The idea behind Performing Hope is to send a message that the world must avoid a requiem for the world’s glaciers due to escalating climate change, and instead use the window of hope which still exists and make rapid cuts to greenhouse gas emissions.
“Climate action is not happening fast enough, and at Davos this year the actual dialogue and political crosswinds have changed. In previous years, we had climate and nature all along the promenade, as well as in the Congress, but not this year,” said Professor Whiteman, Executive Director of Climate Basecamp as well as Hoffmann Impact Professor for Accelerating Action on Climate and Nature at the University of Exeter.
“The reasons for that are vast and complicated, but the reality is still true. We’re going to need to boost action faster, but that’s simply not happening, and in such a world it’s easy to feel hopeless. But we can’t do that. What we need to do is actually find hope, and what better way to do that than with the performing arts.”
Yo-Yo Ma turned his back on the audience to face the sublime mountain backdrop as he opened the performance with Mi’kmaq Honor Song by George Paul, a piece taught to him by Jeremy Dutcher, a singer, anthropologist and First Nations Canadian.
“It’s a song of gratitude.
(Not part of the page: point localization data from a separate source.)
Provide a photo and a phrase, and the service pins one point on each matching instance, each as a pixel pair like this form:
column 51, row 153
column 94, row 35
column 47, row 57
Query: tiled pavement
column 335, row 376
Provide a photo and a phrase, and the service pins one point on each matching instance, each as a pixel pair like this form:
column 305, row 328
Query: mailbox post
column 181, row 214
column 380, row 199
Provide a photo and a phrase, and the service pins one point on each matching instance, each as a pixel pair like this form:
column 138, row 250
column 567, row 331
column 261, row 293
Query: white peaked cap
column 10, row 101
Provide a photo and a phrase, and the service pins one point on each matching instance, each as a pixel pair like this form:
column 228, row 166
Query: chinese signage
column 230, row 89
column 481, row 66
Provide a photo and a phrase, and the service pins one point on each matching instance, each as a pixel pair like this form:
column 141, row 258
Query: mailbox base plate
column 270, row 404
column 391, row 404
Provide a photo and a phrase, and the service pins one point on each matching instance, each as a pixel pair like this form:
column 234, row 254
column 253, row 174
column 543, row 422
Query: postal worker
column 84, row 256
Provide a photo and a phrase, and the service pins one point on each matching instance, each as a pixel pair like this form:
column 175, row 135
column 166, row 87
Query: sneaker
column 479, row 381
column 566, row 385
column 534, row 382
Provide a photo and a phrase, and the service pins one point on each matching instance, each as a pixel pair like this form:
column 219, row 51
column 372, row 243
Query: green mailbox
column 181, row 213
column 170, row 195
Every time I play it, I thank the mountains, the sun, the moon, the trees, the water, and I feel better,” he said.
He followed up with JS Bach’s Suite No 1 for Solo Cello, Prelude, which he explained was about ‘rebuilding for nature’ and the first piece he ever learned, when he was just four.
During the finale, Over the Rainbow by Harold Arlen, audience members were visibly moved and, as snow continued to fall, many rose to their feet in a standing ovation.
He explained that the piece “was written during one of the darkest times in history, in the midst of World War II, we had not at that time recovered from the Great Depression… yet somehow people were able to conjure up hope”.